Kowloon Forest doesn’t look like most VR movies. Like so many other experiences, it capitalizes on the sense of scale you get inside a headset. But Kowloon Forest swaps out sweeping vistas and towering stone giants for the cramped confines of Hong Kong. It roots you in squashed apartments and dense city streets in unapologetically close proximity to its five central characters. The result, director Alexey Marfin hopes, will be a new kind of intimacy.
“Kowloon Forest is a film about moments of intimacy in a megacity, and I think at its core, the concept is about making the viewer feel a certain way in a certain space – in other words, to evoke feelings and emotions that are tied to certain places,” Marfin tells me over email. “I think it’s a very experiential film in that sense, which naturally lends itself to VR.”
Check out the first trailer for the film below. The film promises an intriguing mix of, close-quarters character studies driven by compelling monologues.
Kowloon Forest / 靜影九龍 – Trailer (2019) from Alexey Marfin on Vimeo.
“It was important for me to write a story that could only be told in VR (rather than just taking a regular movie idea and putting it in 360 degrees),” Marfin adds. “The idea in each scene was to use VR to pierce the characters’ private bubbles, and to situate the viewer somewhere uncomfortably close – in terms of our normal understanding of personal space. For example, if we sit two inches away from another person face-to-face in real life, that would feel extremely invasive. But how would that feel in VR, when we are an ‘invisible’ observer?”
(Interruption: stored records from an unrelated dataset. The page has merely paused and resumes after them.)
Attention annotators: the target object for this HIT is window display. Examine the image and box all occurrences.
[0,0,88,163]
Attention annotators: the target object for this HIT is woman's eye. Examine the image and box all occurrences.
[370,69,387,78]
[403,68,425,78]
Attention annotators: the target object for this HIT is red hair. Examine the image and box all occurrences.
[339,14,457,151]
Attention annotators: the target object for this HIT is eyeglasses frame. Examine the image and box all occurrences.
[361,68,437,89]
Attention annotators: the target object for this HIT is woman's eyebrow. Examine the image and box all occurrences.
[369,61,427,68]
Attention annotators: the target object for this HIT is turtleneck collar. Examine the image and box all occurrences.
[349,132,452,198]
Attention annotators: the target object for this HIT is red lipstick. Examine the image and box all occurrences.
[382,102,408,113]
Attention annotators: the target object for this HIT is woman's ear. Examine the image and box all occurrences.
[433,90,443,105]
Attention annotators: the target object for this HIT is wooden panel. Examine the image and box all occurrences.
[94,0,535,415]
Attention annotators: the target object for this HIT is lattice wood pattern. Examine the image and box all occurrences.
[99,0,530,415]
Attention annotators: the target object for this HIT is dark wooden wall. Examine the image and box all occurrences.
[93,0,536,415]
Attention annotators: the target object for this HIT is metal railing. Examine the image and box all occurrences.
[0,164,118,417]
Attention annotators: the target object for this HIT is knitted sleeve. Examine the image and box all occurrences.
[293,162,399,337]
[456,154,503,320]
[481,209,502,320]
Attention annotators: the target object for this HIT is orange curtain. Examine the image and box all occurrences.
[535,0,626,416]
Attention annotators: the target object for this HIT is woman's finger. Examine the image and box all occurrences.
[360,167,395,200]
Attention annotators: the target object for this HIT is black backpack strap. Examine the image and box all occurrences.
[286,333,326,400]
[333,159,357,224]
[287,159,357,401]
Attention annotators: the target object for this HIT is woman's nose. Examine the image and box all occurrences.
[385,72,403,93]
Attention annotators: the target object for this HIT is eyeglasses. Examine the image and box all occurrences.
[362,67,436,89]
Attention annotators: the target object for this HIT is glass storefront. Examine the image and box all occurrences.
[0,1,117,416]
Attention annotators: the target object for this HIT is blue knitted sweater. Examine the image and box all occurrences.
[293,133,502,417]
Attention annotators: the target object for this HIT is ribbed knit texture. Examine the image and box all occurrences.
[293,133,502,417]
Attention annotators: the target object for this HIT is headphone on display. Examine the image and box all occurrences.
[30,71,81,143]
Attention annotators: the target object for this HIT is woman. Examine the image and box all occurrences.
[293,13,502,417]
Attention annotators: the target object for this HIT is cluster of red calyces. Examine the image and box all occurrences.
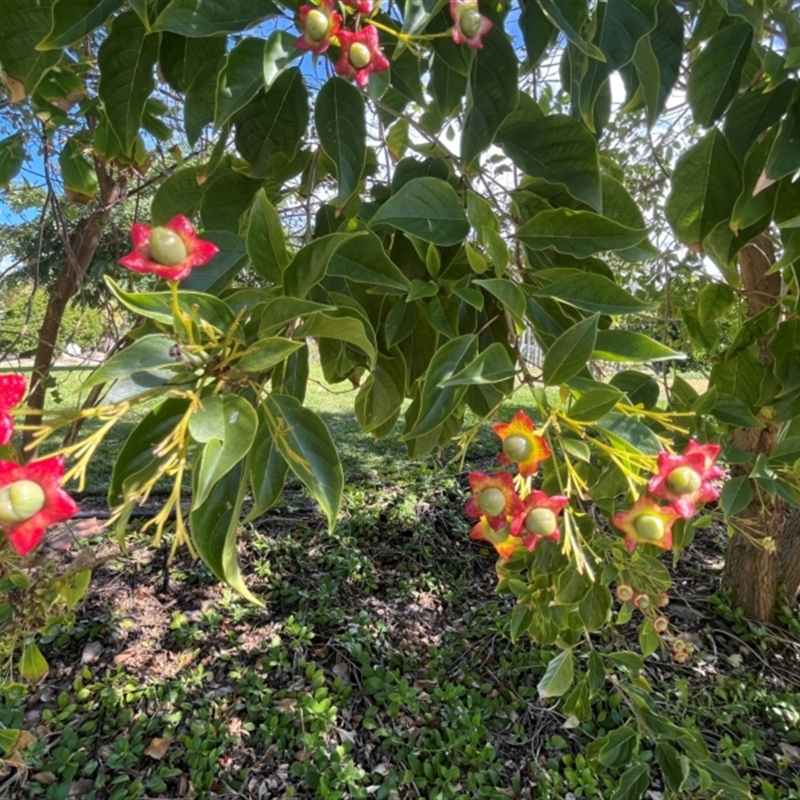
[294,0,493,89]
[0,374,78,556]
[611,441,723,555]
[465,411,566,559]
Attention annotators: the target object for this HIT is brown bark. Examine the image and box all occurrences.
[723,235,799,621]
[23,160,124,450]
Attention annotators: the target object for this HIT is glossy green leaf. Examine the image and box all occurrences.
[105,276,235,333]
[370,177,469,246]
[214,37,265,126]
[152,0,279,35]
[260,298,337,335]
[596,411,661,455]
[151,165,206,226]
[98,11,159,156]
[609,370,659,410]
[688,22,753,127]
[723,80,797,159]
[539,0,602,60]
[612,764,649,800]
[656,742,690,794]
[542,314,598,386]
[236,338,304,373]
[400,0,444,43]
[697,760,752,800]
[182,231,248,296]
[0,0,60,96]
[316,78,366,207]
[19,642,48,683]
[430,38,468,117]
[327,231,410,292]
[247,189,289,284]
[665,129,741,245]
[519,0,555,66]
[245,410,289,521]
[537,648,574,699]
[82,335,177,390]
[578,582,613,631]
[766,101,800,182]
[569,387,624,422]
[355,352,406,432]
[39,0,123,49]
[593,330,685,362]
[404,335,477,440]
[534,271,655,315]
[770,319,800,393]
[518,209,647,258]
[185,57,225,145]
[0,132,25,187]
[474,278,527,323]
[439,343,516,386]
[0,729,20,755]
[295,309,377,367]
[498,115,601,210]
[190,463,262,605]
[199,165,263,232]
[59,134,98,202]
[190,395,257,507]
[264,393,343,531]
[461,26,518,165]
[283,232,362,298]
[159,32,227,93]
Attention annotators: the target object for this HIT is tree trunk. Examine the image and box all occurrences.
[23,161,123,450]
[723,234,800,621]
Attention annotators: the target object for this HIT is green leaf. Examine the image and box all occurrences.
[264,394,343,531]
[355,352,406,432]
[539,0,603,61]
[400,0,444,44]
[110,398,190,507]
[19,642,48,683]
[152,0,279,35]
[159,32,227,93]
[39,0,123,49]
[245,411,289,521]
[770,319,800,394]
[537,648,574,699]
[58,134,97,202]
[247,189,289,284]
[98,11,159,156]
[638,618,660,657]
[182,231,248,296]
[105,277,235,333]
[0,132,25,187]
[185,57,225,145]
[214,37,265,127]
[698,760,753,800]
[327,231,410,292]
[497,115,601,210]
[404,335,478,440]
[473,278,527,324]
[190,395,257,507]
[596,411,661,455]
[519,0,555,67]
[82,335,177,390]
[151,165,206,226]
[542,314,599,386]
[665,129,741,245]
[190,463,262,605]
[233,68,309,178]
[593,330,685,362]
[609,370,659,409]
[535,271,655,315]
[611,764,649,800]
[656,742,690,794]
[0,0,60,97]
[766,101,800,182]
[316,78,366,207]
[0,729,20,755]
[462,25,518,165]
[236,338,304,373]
[430,38,468,117]
[199,164,263,232]
[570,387,624,422]
[370,177,469,246]
[439,343,517,386]
[720,475,753,518]
[283,232,362,298]
[579,582,612,630]
[688,22,753,127]
[517,209,647,258]
[295,309,377,367]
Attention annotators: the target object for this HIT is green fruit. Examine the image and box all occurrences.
[666,466,701,495]
[349,42,371,68]
[524,507,556,536]
[459,9,483,38]
[0,480,46,524]
[634,513,665,541]
[478,487,506,517]
[148,227,187,266]
[502,434,532,463]
[305,9,329,41]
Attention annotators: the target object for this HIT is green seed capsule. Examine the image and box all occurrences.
[305,9,330,41]
[502,434,532,463]
[666,466,701,495]
[634,513,665,541]
[0,480,46,524]
[349,42,371,69]
[148,227,188,266]
[524,508,556,536]
[478,487,506,517]
[459,9,483,38]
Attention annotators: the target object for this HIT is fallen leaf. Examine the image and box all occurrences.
[12,730,36,754]
[780,741,800,763]
[275,698,297,713]
[144,737,172,760]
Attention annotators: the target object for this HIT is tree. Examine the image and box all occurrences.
[2,2,800,618]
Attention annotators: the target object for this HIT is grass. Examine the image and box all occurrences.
[1,362,799,798]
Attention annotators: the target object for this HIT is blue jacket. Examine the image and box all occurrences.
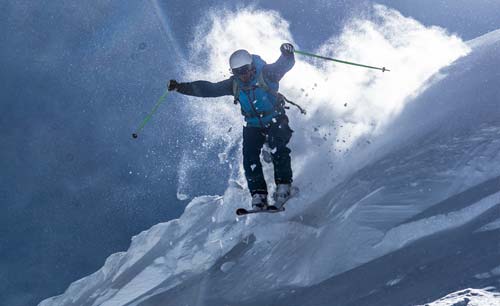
[177,52,295,127]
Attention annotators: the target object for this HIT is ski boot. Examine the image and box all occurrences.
[251,193,269,211]
[273,183,292,208]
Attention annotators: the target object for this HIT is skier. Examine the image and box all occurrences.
[168,43,296,210]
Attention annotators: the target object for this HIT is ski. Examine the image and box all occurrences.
[236,205,284,216]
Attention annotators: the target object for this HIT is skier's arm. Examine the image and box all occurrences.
[263,43,295,83]
[168,78,233,97]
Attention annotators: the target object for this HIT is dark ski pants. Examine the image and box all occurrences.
[243,115,293,195]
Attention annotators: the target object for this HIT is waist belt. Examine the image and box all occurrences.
[242,109,280,119]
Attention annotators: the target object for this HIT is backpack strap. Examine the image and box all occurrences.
[232,72,306,115]
[257,71,306,114]
[232,78,239,105]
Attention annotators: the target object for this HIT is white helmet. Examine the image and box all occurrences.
[229,49,252,70]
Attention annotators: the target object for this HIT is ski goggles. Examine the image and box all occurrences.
[232,64,253,76]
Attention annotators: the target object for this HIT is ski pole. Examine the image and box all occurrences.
[132,88,169,139]
[294,50,390,72]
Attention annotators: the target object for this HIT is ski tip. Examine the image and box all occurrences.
[236,208,248,216]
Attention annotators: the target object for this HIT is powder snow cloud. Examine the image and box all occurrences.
[177,4,469,198]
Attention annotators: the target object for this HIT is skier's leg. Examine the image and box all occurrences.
[243,126,267,195]
[268,115,293,184]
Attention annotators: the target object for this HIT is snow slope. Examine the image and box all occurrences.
[40,27,500,306]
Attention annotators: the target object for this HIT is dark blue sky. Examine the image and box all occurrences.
[1,1,499,305]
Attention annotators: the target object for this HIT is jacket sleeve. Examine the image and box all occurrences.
[176,78,233,98]
[263,53,295,83]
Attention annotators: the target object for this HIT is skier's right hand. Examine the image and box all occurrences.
[168,79,179,91]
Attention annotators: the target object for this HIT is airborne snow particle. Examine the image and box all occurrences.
[65,153,74,162]
[220,261,236,273]
[177,192,189,201]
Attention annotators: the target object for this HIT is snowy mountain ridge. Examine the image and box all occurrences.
[40,27,500,306]
[417,288,500,306]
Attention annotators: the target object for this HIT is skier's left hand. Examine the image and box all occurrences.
[168,79,179,91]
[280,43,294,55]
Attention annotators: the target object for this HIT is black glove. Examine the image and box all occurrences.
[168,79,179,91]
[280,43,294,55]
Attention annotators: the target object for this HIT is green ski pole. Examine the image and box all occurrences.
[132,88,170,139]
[294,50,390,72]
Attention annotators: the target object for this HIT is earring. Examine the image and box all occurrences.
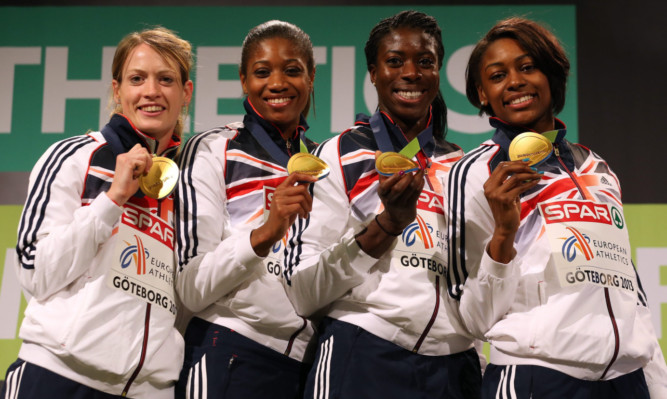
[480,101,485,106]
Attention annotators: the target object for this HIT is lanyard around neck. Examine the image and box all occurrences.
[369,112,429,159]
[244,117,308,167]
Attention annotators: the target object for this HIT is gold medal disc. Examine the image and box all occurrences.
[287,153,330,180]
[139,157,179,199]
[375,152,419,176]
[508,132,553,166]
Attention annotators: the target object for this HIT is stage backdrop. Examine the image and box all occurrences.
[0,5,665,372]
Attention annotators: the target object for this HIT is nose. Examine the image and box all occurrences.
[507,69,526,90]
[401,60,421,81]
[268,72,287,92]
[144,77,161,97]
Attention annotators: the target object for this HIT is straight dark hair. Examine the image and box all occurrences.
[466,17,570,117]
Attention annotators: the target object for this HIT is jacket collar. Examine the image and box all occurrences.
[101,113,181,158]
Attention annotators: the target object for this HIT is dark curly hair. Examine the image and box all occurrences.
[364,10,447,139]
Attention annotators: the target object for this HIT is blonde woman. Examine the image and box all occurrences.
[3,27,193,398]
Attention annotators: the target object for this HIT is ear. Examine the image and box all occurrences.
[309,67,316,88]
[477,85,488,106]
[369,64,377,86]
[112,79,120,104]
[183,80,194,106]
[239,72,248,95]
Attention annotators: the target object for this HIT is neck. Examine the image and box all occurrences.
[277,121,299,142]
[397,118,427,142]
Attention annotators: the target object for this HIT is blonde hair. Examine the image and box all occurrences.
[110,26,194,138]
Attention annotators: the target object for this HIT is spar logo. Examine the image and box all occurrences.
[403,215,435,249]
[120,235,150,275]
[561,227,594,262]
[610,206,624,229]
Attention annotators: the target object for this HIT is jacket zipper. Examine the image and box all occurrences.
[411,154,439,353]
[412,276,440,353]
[553,144,620,378]
[284,317,308,356]
[600,289,620,379]
[286,139,293,157]
[122,303,151,397]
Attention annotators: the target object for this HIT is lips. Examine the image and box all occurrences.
[506,94,535,106]
[139,105,165,112]
[396,90,425,100]
[266,97,293,105]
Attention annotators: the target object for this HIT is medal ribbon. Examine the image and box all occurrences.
[542,130,559,143]
[369,111,432,158]
[244,117,308,168]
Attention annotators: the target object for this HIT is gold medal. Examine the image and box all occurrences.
[508,132,553,166]
[139,156,179,199]
[375,152,419,176]
[287,152,330,180]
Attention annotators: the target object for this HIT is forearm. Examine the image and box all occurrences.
[284,227,378,316]
[18,190,121,300]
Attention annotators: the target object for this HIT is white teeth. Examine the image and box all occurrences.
[510,95,534,105]
[268,98,290,104]
[397,91,422,100]
[142,105,164,112]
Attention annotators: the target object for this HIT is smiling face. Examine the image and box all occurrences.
[240,37,314,137]
[112,43,193,144]
[477,38,554,133]
[370,27,440,138]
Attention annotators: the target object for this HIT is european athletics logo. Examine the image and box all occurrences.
[120,235,150,275]
[272,236,288,254]
[403,215,435,249]
[561,227,594,262]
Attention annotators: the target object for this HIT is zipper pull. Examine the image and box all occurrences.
[554,145,560,157]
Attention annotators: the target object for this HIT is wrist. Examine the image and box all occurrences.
[375,213,403,236]
[105,190,126,207]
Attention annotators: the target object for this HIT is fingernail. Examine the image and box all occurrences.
[398,170,405,176]
[522,158,530,162]
[530,166,538,171]
[538,171,544,175]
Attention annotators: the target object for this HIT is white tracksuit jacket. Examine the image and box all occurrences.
[175,101,316,361]
[283,111,518,355]
[448,117,667,396]
[14,114,184,398]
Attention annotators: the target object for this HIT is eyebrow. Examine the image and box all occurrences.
[384,49,436,57]
[484,53,531,71]
[252,58,304,66]
[125,67,177,75]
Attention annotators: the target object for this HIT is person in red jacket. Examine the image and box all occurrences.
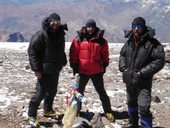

But these characters often aren’t alone, either. Kowloon’s scenes place you literally in the middle of a dialogue they’re in with someone else. For one sequence, that’s finding yourself between a man eating dinner and a streamer on a laptop eating alongside him. In another scene, a woman sits alone in her apartment but faces her reflection in the mirror.
“For example, the first scene I wrote was Toonyun’s scene,” Marfin explains, “she is in her room, taking off makeup, and we are in the tiny space between her and (her reflection in) the mirror. We used this scene to audience-test and refine our idea, to make sure it was working how we wanted. There is a lot of CG in the movie, so we were able to really fine-tune and choreograph this experience even more.”
The 360 degree format has wrestled with its own existence over the past few years as it tries to nail down VR storytelling. We haven’t seen Kowloon Forest for ourselves yet, but this unique approach gives us hope.
Kowloon Forest will be premiering in the Osage Gallery in Hong Kong on July 5 and then showing from July 6 – 28. Marfin is exploring the possibilities of bringing it to other exhibitions around the globe too.